The mass magnetic susceptibility χ of ferromagnetic mineral deposits is greater than 3.8*10-4 m3/kg. The iron-bearing mineral deposits in this type of mineral deposits mainly include magnetite, maghemite (γ-hematite), titanomagnetite, and zinc. Iron spinel and pyrrhotite, etc., are the easiest and most important magnetic separation targets for magnetic separation. For such strong magnetic minerals, only a weak magnetic field separator with a magnetic induction intensity of 0.12-0.15T can be used to complete the magnetic separation. leave. The mass specific magnetic susceptibility χ of weak magnetic deposits is 7.5-0.126*10-4 m3/kg/kg. The iron-bearing deposits in this type of deposits mainly include hematite, limonite, siderite, ilmenite, and chromium. For iron ore, for such weakly magnetic minerals, a strong magnetic separator with a magnetic induction intensity of 1 to 2 T is required to complete the magnetic separation of kaolin.
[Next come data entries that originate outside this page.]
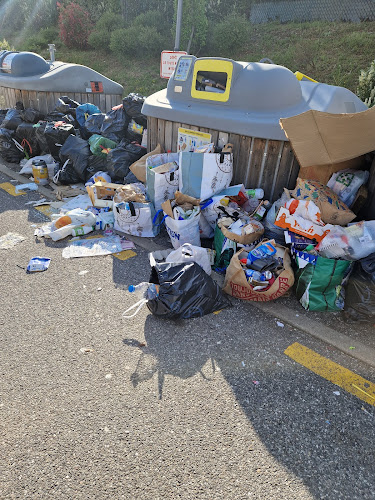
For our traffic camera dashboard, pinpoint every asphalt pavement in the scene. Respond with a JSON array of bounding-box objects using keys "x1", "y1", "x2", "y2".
[{"x1": 0, "y1": 170, "x2": 375, "y2": 500}]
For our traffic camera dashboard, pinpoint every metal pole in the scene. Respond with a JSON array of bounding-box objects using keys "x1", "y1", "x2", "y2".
[{"x1": 174, "y1": 0, "x2": 183, "y2": 50}]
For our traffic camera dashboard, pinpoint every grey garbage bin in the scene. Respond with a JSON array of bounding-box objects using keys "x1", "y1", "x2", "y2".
[
  {"x1": 142, "y1": 55, "x2": 367, "y2": 200},
  {"x1": 0, "y1": 50, "x2": 124, "y2": 113}
]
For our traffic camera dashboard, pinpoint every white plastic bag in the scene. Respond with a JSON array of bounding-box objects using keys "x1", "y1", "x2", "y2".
[
  {"x1": 164, "y1": 207, "x2": 201, "y2": 248},
  {"x1": 165, "y1": 243, "x2": 211, "y2": 275},
  {"x1": 327, "y1": 169, "x2": 370, "y2": 207},
  {"x1": 317, "y1": 220, "x2": 375, "y2": 260}
]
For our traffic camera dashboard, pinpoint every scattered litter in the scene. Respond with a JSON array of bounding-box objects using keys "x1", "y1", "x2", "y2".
[
  {"x1": 26, "y1": 257, "x2": 51, "y2": 273},
  {"x1": 62, "y1": 236, "x2": 129, "y2": 259},
  {"x1": 80, "y1": 347, "x2": 94, "y2": 354},
  {"x1": 25, "y1": 198, "x2": 50, "y2": 207},
  {"x1": 0, "y1": 233, "x2": 26, "y2": 250},
  {"x1": 16, "y1": 182, "x2": 38, "y2": 193}
]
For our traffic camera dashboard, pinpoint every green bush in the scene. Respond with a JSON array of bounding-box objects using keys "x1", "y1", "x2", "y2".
[
  {"x1": 210, "y1": 15, "x2": 250, "y2": 57},
  {"x1": 110, "y1": 26, "x2": 164, "y2": 57},
  {"x1": 89, "y1": 12, "x2": 124, "y2": 51},
  {"x1": 357, "y1": 61, "x2": 375, "y2": 108},
  {"x1": 19, "y1": 26, "x2": 61, "y2": 53},
  {"x1": 0, "y1": 38, "x2": 14, "y2": 50}
]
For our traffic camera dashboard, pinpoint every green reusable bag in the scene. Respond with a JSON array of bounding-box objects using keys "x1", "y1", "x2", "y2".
[
  {"x1": 89, "y1": 134, "x2": 117, "y2": 158},
  {"x1": 294, "y1": 252, "x2": 352, "y2": 311}
]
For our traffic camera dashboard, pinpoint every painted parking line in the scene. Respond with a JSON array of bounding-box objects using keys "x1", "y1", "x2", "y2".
[
  {"x1": 284, "y1": 342, "x2": 375, "y2": 406},
  {"x1": 0, "y1": 182, "x2": 26, "y2": 196}
]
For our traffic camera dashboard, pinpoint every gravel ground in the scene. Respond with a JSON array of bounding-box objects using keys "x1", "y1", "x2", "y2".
[{"x1": 0, "y1": 176, "x2": 375, "y2": 500}]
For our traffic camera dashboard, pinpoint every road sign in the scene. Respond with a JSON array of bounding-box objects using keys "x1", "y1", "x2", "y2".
[{"x1": 160, "y1": 50, "x2": 187, "y2": 78}]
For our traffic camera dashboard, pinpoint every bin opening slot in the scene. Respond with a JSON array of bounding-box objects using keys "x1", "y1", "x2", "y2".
[{"x1": 195, "y1": 71, "x2": 228, "y2": 94}]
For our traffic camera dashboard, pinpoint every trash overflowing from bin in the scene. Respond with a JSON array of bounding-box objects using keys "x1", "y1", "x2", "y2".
[{"x1": 0, "y1": 90, "x2": 375, "y2": 321}]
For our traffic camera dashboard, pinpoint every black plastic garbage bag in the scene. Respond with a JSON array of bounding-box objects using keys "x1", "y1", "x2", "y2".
[
  {"x1": 147, "y1": 262, "x2": 231, "y2": 319},
  {"x1": 0, "y1": 128, "x2": 24, "y2": 163},
  {"x1": 55, "y1": 95, "x2": 80, "y2": 117},
  {"x1": 44, "y1": 122, "x2": 74, "y2": 161},
  {"x1": 122, "y1": 92, "x2": 147, "y2": 128},
  {"x1": 107, "y1": 141, "x2": 147, "y2": 181},
  {"x1": 100, "y1": 106, "x2": 129, "y2": 143},
  {"x1": 45, "y1": 111, "x2": 65, "y2": 122},
  {"x1": 85, "y1": 155, "x2": 108, "y2": 182},
  {"x1": 59, "y1": 135, "x2": 91, "y2": 181},
  {"x1": 344, "y1": 253, "x2": 375, "y2": 322},
  {"x1": 34, "y1": 121, "x2": 49, "y2": 155},
  {"x1": 0, "y1": 109, "x2": 23, "y2": 130},
  {"x1": 53, "y1": 159, "x2": 81, "y2": 184},
  {"x1": 15, "y1": 122, "x2": 40, "y2": 157},
  {"x1": 20, "y1": 108, "x2": 44, "y2": 123},
  {"x1": 85, "y1": 113, "x2": 106, "y2": 136}
]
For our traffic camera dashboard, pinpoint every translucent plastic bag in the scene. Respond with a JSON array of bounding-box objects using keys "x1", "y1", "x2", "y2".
[{"x1": 165, "y1": 243, "x2": 211, "y2": 275}]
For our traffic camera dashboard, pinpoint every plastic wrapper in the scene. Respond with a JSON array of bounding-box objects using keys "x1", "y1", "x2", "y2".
[
  {"x1": 100, "y1": 107, "x2": 129, "y2": 143},
  {"x1": 0, "y1": 109, "x2": 23, "y2": 130},
  {"x1": 0, "y1": 128, "x2": 24, "y2": 163},
  {"x1": 44, "y1": 122, "x2": 74, "y2": 161},
  {"x1": 60, "y1": 135, "x2": 90, "y2": 181},
  {"x1": 122, "y1": 92, "x2": 147, "y2": 128},
  {"x1": 317, "y1": 221, "x2": 375, "y2": 260},
  {"x1": 20, "y1": 108, "x2": 44, "y2": 123},
  {"x1": 147, "y1": 262, "x2": 231, "y2": 319},
  {"x1": 345, "y1": 253, "x2": 375, "y2": 323},
  {"x1": 15, "y1": 123, "x2": 40, "y2": 157},
  {"x1": 107, "y1": 142, "x2": 147, "y2": 181}
]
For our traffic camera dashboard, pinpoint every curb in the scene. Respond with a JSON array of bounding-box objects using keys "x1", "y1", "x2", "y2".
[
  {"x1": 0, "y1": 163, "x2": 57, "y2": 201},
  {"x1": 252, "y1": 302, "x2": 375, "y2": 368}
]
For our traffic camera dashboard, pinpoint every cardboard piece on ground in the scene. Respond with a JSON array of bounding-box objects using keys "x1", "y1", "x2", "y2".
[{"x1": 280, "y1": 107, "x2": 375, "y2": 184}]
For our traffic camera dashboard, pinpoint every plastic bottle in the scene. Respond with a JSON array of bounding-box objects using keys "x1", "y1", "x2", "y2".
[
  {"x1": 246, "y1": 188, "x2": 264, "y2": 200},
  {"x1": 128, "y1": 281, "x2": 159, "y2": 300},
  {"x1": 72, "y1": 226, "x2": 94, "y2": 236}
]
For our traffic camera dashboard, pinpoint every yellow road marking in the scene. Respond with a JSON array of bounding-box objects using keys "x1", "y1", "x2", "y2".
[
  {"x1": 0, "y1": 182, "x2": 26, "y2": 196},
  {"x1": 284, "y1": 342, "x2": 375, "y2": 406}
]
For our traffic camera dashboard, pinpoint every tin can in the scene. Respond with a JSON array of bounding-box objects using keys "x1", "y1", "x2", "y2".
[{"x1": 32, "y1": 160, "x2": 48, "y2": 186}]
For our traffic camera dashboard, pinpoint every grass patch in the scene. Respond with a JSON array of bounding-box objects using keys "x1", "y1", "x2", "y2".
[{"x1": 29, "y1": 22, "x2": 375, "y2": 95}]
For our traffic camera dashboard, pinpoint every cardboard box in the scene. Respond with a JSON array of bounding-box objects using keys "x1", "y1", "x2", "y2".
[{"x1": 280, "y1": 107, "x2": 375, "y2": 184}]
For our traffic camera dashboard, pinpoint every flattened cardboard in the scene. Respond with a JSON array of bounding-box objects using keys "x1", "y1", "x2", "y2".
[{"x1": 280, "y1": 107, "x2": 375, "y2": 168}]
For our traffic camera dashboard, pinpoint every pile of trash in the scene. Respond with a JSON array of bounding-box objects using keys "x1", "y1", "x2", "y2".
[{"x1": 0, "y1": 94, "x2": 375, "y2": 320}]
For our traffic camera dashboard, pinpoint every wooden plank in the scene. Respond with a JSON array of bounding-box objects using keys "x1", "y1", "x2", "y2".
[
  {"x1": 147, "y1": 117, "x2": 158, "y2": 151},
  {"x1": 261, "y1": 140, "x2": 280, "y2": 200},
  {"x1": 247, "y1": 137, "x2": 267, "y2": 189},
  {"x1": 157, "y1": 119, "x2": 165, "y2": 149},
  {"x1": 165, "y1": 120, "x2": 173, "y2": 152},
  {"x1": 270, "y1": 141, "x2": 294, "y2": 201},
  {"x1": 233, "y1": 135, "x2": 251, "y2": 185},
  {"x1": 172, "y1": 122, "x2": 181, "y2": 153},
  {"x1": 286, "y1": 154, "x2": 300, "y2": 189},
  {"x1": 228, "y1": 134, "x2": 242, "y2": 183}
]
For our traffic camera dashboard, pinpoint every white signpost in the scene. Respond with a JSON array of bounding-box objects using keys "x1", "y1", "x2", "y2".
[{"x1": 160, "y1": 50, "x2": 187, "y2": 79}]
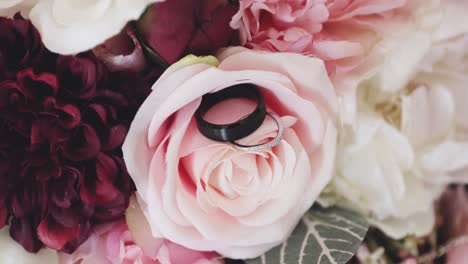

Ordinary magnetic separation is more useful for strong magnetic minerals, but for weak magnetic minerals, a high-gradient strong magnetic field magnetic separation method is required. The high-gradient strong magnetic field magnetic separation method has a good magnetic separation and iron removal effect on the weakly magnetic fine particles and even the colloidal particles in kaolin, and the whiteness of kaolin has been improved significantly. However, because of the current equipment and technical constraints, and the diversity of iron content in kaolin, the iron in kaolin is removed through magnetic separation. The quality of the product is not very ambitious and cannot satisfy all needs.